It's very possible that Berlin will have to absorb the costs of its bank bailouts. At the height of the financial crisis, the German government supported ailing financial institutions such as Hypo Real Estate, Commerzbank and WestLB with capital injections and guarantees amounting to nearly €180 billion. Large quantities of toxic assets were transferred to so-called "bad banks."
But it's questionable whether these banks will ever be able to completely pay back this money. If that is the case, the federal government will have to waive its claims and permanently absorb the debt.
Schäuble's team foresees the possibility of a similar development with the euro rescue. Indeed, "irrevocable ESM payment defaults" is one of the reasons they list for their contingency plans. Behind the bureaucratic jargon lies the concern that Germany -- despite the government's solemn statements to the contrary -- will have to pay for the euro rescue.

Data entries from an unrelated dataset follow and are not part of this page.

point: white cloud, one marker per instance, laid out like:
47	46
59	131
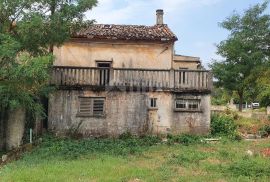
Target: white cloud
131	11
143	12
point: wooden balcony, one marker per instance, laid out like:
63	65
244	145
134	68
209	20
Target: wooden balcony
127	78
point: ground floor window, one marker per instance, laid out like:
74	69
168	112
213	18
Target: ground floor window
91	106
187	104
153	103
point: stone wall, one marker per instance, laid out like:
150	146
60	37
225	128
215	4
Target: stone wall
126	112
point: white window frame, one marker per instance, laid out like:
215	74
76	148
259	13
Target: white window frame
87	109
187	104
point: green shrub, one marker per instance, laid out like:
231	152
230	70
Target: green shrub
185	139
265	130
223	125
188	157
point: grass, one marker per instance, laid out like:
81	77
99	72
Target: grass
133	159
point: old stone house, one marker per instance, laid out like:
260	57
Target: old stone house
113	79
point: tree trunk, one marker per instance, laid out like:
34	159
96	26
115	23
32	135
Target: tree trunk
2	129
241	99
15	128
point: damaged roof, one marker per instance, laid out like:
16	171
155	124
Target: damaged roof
127	32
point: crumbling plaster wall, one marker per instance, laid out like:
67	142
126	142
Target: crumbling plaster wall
122	54
126	112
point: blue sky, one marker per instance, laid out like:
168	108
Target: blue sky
195	22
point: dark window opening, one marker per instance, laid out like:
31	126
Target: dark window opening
183	75
104	74
153	102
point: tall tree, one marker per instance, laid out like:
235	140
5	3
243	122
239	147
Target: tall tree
28	31
247	47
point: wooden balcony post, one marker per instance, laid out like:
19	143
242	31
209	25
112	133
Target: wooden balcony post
111	77
210	81
172	79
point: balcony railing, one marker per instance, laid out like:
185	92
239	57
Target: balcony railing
137	78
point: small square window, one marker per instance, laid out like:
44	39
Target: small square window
153	102
91	106
180	104
187	104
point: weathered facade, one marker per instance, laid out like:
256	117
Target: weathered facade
113	79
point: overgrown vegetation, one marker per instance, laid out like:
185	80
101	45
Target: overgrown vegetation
70	148
246	63
140	159
223	125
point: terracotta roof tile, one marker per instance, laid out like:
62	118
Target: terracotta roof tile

Germany is currently supporting the European Stability Mechanism (ESM) to the tune of at least €190 billion. A portion of these guarantees and loans could actually be lost if Greece's government creditors forgive some of the country's debt. The losses to German public coffers could then easily amount to tens of billions of euros.
Consequently, Finance Ministry officials contend that the government will have to make cutbacks elsewhere in the future. Now, in a scenario that euroskeptics have long been warning about, German Chancellor Angela Merkel's government has finally admitted, for the first time, that to balance out the impact of the monetary crisis it will have to reduce expenditure for pensioners and people taking early retirement.